Evacuation in large-scale combat operations is inherently complex and demands continuous planning, coordination, and synchronization to provide the highest standard of care and prevent unplanned culmination in the maneuver area. Without coordinated aeromedical evacuation or a theater clearing hospital to manage return-to-duty patients, Corps Role 3 facilities quickly become congested. This backlog cascades down to lower roles of care, slowing patient movement, stalling maneuver, and straining sustainment operations. Exercising command and control of the MN-PECC through the Theater Medical Command is essential to preserving continuity of care, relieving corps-level medical units, and maintaining operational momentum. These concepts must be integrated early and rehearsed well before a crisis. Integrating them into training and exercises ensures they function effectively when required. Further discussion and working groups are required to solidify a fully integrated Allied, multinational, and coalition medical system capable of supporting the demands of LSCO.

Notes

1. U.S. Army, ADP 3-0, Operations (March 2025).
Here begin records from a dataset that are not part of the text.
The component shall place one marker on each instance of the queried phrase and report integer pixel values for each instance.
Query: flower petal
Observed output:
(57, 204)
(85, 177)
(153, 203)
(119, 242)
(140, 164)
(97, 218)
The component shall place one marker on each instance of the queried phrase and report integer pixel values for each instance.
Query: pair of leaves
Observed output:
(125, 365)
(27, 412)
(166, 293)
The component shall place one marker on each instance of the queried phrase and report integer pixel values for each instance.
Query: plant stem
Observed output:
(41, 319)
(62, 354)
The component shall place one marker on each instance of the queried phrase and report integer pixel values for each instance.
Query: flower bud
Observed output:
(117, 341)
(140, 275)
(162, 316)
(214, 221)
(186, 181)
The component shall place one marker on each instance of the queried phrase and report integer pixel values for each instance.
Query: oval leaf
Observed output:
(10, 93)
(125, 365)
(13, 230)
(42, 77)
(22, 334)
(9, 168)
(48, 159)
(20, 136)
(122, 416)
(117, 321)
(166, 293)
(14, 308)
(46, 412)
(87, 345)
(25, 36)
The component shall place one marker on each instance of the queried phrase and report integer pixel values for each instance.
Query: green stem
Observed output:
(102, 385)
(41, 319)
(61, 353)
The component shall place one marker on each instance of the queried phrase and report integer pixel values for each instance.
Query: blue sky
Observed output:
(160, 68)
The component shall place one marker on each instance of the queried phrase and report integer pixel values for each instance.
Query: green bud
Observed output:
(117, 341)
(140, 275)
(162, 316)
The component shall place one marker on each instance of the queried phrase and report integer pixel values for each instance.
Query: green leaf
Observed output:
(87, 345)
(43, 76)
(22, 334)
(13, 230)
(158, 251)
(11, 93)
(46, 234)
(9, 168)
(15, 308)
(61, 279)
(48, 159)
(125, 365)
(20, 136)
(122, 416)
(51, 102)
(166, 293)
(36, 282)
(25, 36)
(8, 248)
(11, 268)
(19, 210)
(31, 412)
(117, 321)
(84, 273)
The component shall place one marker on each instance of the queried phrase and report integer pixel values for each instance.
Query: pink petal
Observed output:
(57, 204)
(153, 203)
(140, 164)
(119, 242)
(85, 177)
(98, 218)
2. U.S. Army, FM 4-02, Army Health System (November 2020).

3. NATO, AJMedP-9 Multinational Medical Support, Edition A, Version 1 (April 2019).

4. Joint Chiefs of Staff, JP 4-02, Joint Health Services (Washington, DC: Department of Defense, December 11, 2017).

5. Personal observations, NATO Exercise Steadfast Leada 2021, Poland, November 2021.

Author

LTC Brian Mason currently serves as the Commander of the 61st MMB in 1st MED BDE, III Corps, at Fort Hood, Texas.